Biosignatures based on morphology are often debated because of the possibility that chemical processes may form similar shapes. This is particularly a problem for microbial signatures because of the small size and simplicity of microbial forms. An often-cited example is a twisted morphology composed of silica and witherite, a barium carbonate (Garcia-Ruiz et al., 2003, 2009). When imaged strategically, this precipitate appears very similar to the twisted stalks of Gallionella and Mariprofundus, although closer inspection reveals key morphological differences that allow distinction of the chemical precipitates from biological ones. In contrast to the fibrillar, ribbon-like stalks, these chemical precipitates are rope-like, and emanate from large, clearly abiological aggregates (Figure 1 of Garcia-Ruiz et al., 2003). Furthermore, chemical synthesis of these biomorphs requires environmentally unrealistic conditions and concentrations, inconsistent with what is known about the conditions of Fe oxide deposition. Nevertheless, this work reminds us that abiotic precipitation can result in very biological-looking forms.

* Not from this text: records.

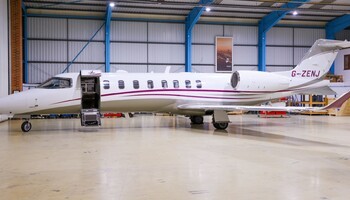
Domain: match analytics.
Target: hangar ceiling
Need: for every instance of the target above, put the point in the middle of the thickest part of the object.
(312, 13)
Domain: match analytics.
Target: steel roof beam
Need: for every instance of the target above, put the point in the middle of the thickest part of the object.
(266, 23)
(336, 25)
(190, 21)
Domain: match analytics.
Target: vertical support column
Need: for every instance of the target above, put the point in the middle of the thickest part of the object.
(261, 49)
(190, 21)
(330, 35)
(16, 45)
(336, 25)
(107, 39)
(188, 50)
(25, 43)
(4, 50)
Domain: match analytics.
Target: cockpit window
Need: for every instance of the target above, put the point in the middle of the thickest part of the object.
(56, 83)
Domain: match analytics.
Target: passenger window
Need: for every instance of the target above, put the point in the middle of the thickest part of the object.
(106, 84)
(199, 83)
(121, 84)
(136, 84)
(176, 84)
(188, 83)
(150, 84)
(164, 84)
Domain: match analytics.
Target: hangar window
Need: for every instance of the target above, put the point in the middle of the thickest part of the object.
(121, 84)
(106, 84)
(164, 84)
(56, 83)
(150, 84)
(176, 84)
(199, 83)
(188, 83)
(136, 84)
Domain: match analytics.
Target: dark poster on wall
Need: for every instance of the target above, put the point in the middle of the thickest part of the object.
(224, 46)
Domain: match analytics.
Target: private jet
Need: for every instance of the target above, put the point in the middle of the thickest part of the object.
(91, 93)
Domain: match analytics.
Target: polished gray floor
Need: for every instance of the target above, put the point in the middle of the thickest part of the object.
(155, 157)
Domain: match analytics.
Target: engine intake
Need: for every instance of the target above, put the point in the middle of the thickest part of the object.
(258, 81)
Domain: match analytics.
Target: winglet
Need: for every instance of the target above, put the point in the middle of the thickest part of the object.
(338, 102)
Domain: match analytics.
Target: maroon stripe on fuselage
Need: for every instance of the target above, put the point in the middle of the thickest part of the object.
(178, 90)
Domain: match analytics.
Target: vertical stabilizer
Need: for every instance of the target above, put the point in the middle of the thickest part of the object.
(317, 61)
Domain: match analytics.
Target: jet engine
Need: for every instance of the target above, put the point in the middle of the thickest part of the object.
(258, 81)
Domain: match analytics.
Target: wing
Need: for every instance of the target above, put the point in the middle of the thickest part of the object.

In this study of the marine FeOB M. ferrooxydans stalk, we have compiled multiple criteria for biosignature distinction that, when considered collectively, delineate them clearly from purely chemical precipitates. We have strengthened its utility as a biosignature by showing that it has vital roles in FeOB metabolism and by linking multiple stalk features (for example, width, branching, twisting and composition) to biological functions. The ultrastructural description can form the basis of morphological criteria for filamentous Fe microfossils. A well-preserved stalk would appear as a twisted or coiled ribbon with a fibrillar substructure; stalks that have undergone recrystallization might lose these details, but width and branching information could still be preserved. As it is a consequence of reproduction and growth—fundamental characteristics of life—multiple branching, especially at regular intervals, would present strong evidence for a biological origin.

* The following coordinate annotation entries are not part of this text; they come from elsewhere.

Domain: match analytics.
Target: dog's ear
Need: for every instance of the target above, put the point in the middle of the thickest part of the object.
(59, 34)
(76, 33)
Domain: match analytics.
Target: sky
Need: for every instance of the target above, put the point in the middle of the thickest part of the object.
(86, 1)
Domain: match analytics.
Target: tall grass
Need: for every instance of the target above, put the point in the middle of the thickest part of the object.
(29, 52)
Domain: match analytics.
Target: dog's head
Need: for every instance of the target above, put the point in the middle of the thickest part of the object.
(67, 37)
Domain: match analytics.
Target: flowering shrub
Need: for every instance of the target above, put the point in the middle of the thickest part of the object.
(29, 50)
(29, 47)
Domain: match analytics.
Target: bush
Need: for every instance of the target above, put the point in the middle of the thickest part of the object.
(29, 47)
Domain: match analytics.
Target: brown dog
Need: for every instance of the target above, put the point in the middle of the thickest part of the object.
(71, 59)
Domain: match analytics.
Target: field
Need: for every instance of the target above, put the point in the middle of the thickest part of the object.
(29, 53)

The oldest known Fe oxide filaments that may be plausibly linked to FeOB are 1.7 Ga, in the Jerome Jasper (Slack et al., 2007). A careful study of these and other putative Fe microfossils will likely reveal characteristics similar to those observed in Mariprofundus stalks. Earth's oceans were once ferruginous, and, as oxygen was produced, it was initially consumed by Fe oxidation (chemical and/or biological) before global oxygenation of the atmosphere and surface oceans, 2.3–2.4 Ga (Farquhar et al., 2000; Bekker et al., 2004). Such a scenario would be extremely conducive to microaerophilic Fe oxidizers; therefore, the question is whether older filaments exist or, if not, is this an indication that O2 levels were not high enough to support microbial Fe filament formation before this time? Could these FeOB be the original aerobic microbes, present in localized microaerobic environments before the atmosphere was fully oxygenated? Although we do not have the answers yet, reliable FeOB biosignatures, such as FeOB stalks, will provide a tool to address these fundamental questions.